The quadratic formula is given by x = \frac{-b \pm \sqrt{b^2 - 4ac}}{2a}, where a, b, and c are coefficients of the quadratic equation ax^2 + bx + c = 0.

In the quadratic equation ax^2 + bx + c = 0, 'a' is the coefficient of x^2, 'b' is the coefficient of x, and 'c' is the constant term.

For the equation 2x^2 - 3x - 5 = 0, a = 2, b = -3, and c = -5.

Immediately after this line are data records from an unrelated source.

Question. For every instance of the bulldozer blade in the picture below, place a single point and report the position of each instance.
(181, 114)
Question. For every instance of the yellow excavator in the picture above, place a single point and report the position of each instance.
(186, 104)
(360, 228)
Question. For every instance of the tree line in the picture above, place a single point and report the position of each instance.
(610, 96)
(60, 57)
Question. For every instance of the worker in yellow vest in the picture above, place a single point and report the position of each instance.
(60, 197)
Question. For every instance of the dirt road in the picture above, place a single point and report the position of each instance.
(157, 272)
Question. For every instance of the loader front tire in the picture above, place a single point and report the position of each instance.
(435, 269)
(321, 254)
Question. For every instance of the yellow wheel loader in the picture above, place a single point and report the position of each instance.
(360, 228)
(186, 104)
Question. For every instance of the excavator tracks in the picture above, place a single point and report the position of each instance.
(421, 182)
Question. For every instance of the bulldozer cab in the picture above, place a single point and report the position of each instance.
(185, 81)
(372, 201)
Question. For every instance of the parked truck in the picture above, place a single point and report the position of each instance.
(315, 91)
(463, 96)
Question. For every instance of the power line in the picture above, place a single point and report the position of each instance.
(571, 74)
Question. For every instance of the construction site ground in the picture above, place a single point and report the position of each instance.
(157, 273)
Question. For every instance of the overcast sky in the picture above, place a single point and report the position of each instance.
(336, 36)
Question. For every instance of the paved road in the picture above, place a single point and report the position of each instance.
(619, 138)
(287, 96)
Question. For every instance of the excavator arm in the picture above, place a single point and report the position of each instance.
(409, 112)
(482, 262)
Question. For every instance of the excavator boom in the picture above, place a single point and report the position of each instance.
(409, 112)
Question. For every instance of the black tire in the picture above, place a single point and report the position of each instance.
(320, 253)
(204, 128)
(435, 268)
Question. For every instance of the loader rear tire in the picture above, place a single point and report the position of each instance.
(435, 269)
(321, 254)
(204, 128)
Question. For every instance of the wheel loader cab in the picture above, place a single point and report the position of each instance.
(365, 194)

The discriminant is the part of the quadratic formula under the square root, b^2 - 4ac. It indicates the nature of the roots: if positive, there are two real roots; if zero, there is one real root; if negative, there are two complex roots.

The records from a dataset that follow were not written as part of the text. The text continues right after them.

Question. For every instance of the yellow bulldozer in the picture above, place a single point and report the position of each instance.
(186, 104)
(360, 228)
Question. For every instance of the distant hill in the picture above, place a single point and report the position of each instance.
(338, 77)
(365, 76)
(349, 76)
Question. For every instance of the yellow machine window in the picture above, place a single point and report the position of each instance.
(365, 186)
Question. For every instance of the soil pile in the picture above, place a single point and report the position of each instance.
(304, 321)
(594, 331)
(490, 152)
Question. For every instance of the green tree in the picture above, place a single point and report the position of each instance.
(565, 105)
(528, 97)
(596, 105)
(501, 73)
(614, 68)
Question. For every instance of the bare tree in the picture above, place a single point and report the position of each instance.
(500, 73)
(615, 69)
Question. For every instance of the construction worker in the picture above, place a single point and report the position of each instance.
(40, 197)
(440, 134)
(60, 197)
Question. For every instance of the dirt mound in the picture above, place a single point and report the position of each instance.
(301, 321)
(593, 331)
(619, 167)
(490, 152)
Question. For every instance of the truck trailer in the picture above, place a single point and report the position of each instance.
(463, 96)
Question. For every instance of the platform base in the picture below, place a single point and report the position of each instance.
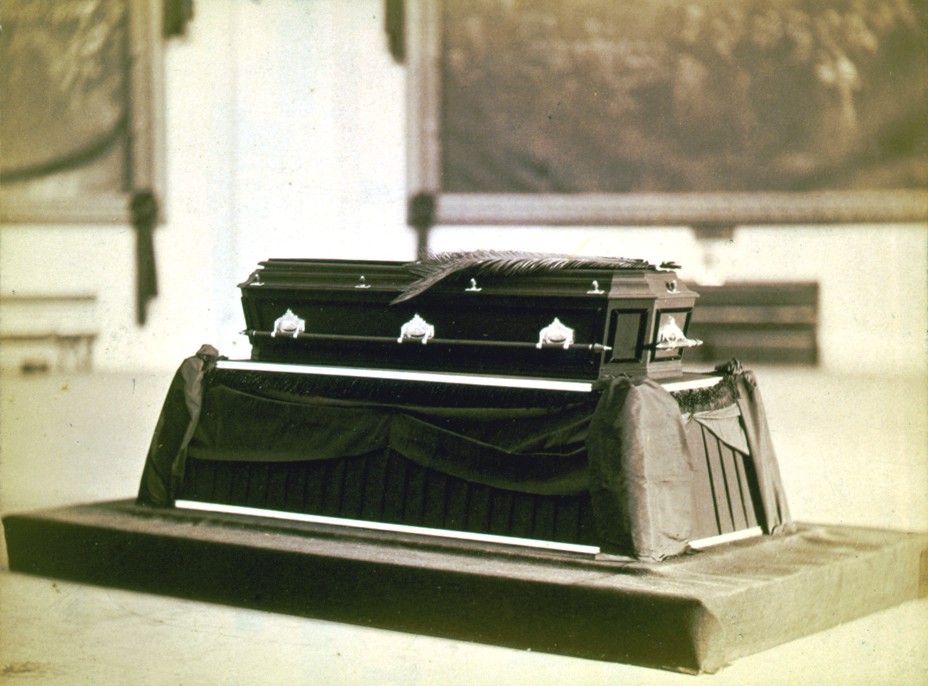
(695, 613)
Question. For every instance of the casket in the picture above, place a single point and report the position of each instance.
(541, 316)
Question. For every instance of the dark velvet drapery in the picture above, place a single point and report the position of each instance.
(625, 444)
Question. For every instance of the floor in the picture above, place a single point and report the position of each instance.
(852, 450)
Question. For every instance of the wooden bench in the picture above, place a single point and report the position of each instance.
(758, 323)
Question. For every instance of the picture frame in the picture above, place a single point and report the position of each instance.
(83, 118)
(666, 113)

To solve 5x^2 + 3x - 3 = 0, identify a = 5, b = 3, c = -3, then apply the quadratic formula: x = \frac{-3 \pm \sqrt{3^2 - 4(5)(-3)}}{2(5)} = \frac{-3 \pm \sqrt{69}}{10}.

The roots of the equation x^2 - 6x + 4 = 0 can be found using the quadratic formula: x = 3 \pm \sqrt{5}.

The '±' symbol indicates that there are two possible solutions for x, one for the addition and one for the subtraction.